2015 yılında ülseratif hastaları ile bir çalışma yapılmıştır. Bu çalışmada katılımcılara zerdeçal içerikli kapsül ve inflamasyonu azaltıcı etkisi olduğu bilinen ilaç verilmiştir. Araştırmacılar bu çalışmanın sonucunda, katılımcıların yarısından fazlasında remisyon gözlemlemiştir. Sonuç olarak hasta kişiler günlük beslenme alışkanlıklarına zerdeçalı ekleyebilirler.
Bromelain
Bromelain, ananasın tüm kısımlarında bulunmasına rağmen, ananasın saplarından elde edilen bir enzim özütüdür. Kozmetik ve tropikal bir ilaç olarak kullanımı vardır. 2017 yılında fareler üzerinde yapılan bir çalışmada bromelainin bağırsak inflamasyonunu azalttığı keşfedilmiştir. Ancak nasıl işe yaradığı konusundaki biyolojik yolaklar tam anlamıyla net değildir.
Gök Tanrısı Asması
Geleneksel Çin tıbbında kullanılan bir asma çeşididir. 2015 yılında gök tanrısı asması ile yapılan çalışmalarda, bu bitkinin 8 hafta sonunda inflamasyon semptomlarını azalttığı ve 12 hafta sonunda hasta kişilere uygulanan endoskopi incelemesi sonucunda hastalığın seyrinde olumlu bulgular elde edilmiştir. Takviye gıda olarak bu bitkinin hap formları mevcuttur.

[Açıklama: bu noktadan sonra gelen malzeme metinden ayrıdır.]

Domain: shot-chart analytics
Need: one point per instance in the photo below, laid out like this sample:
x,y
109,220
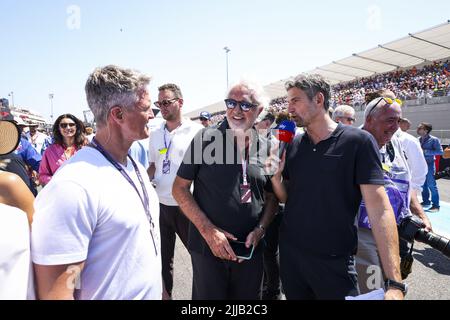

Sonuç olarak, Chron hastalığının bilinen bir tedavisi olmamasına rağmen doğru tedavi kombinasyonları hastalığın semptomlarını ve seyrini hafifletebilir.
Uyguladığınız tedavi yöntemlerini ve vücudunuzun gösterdiği etkileri kayıt altına alarak sizlerde kendi hayat standartlarınızı arttırma yolunda doktorunuza yardımcı olabilirsiniz.
Unutulmamalıdır ki doğal tedavi yöntemleri doktorunuzun gözetimi altında uygulanmalıdır!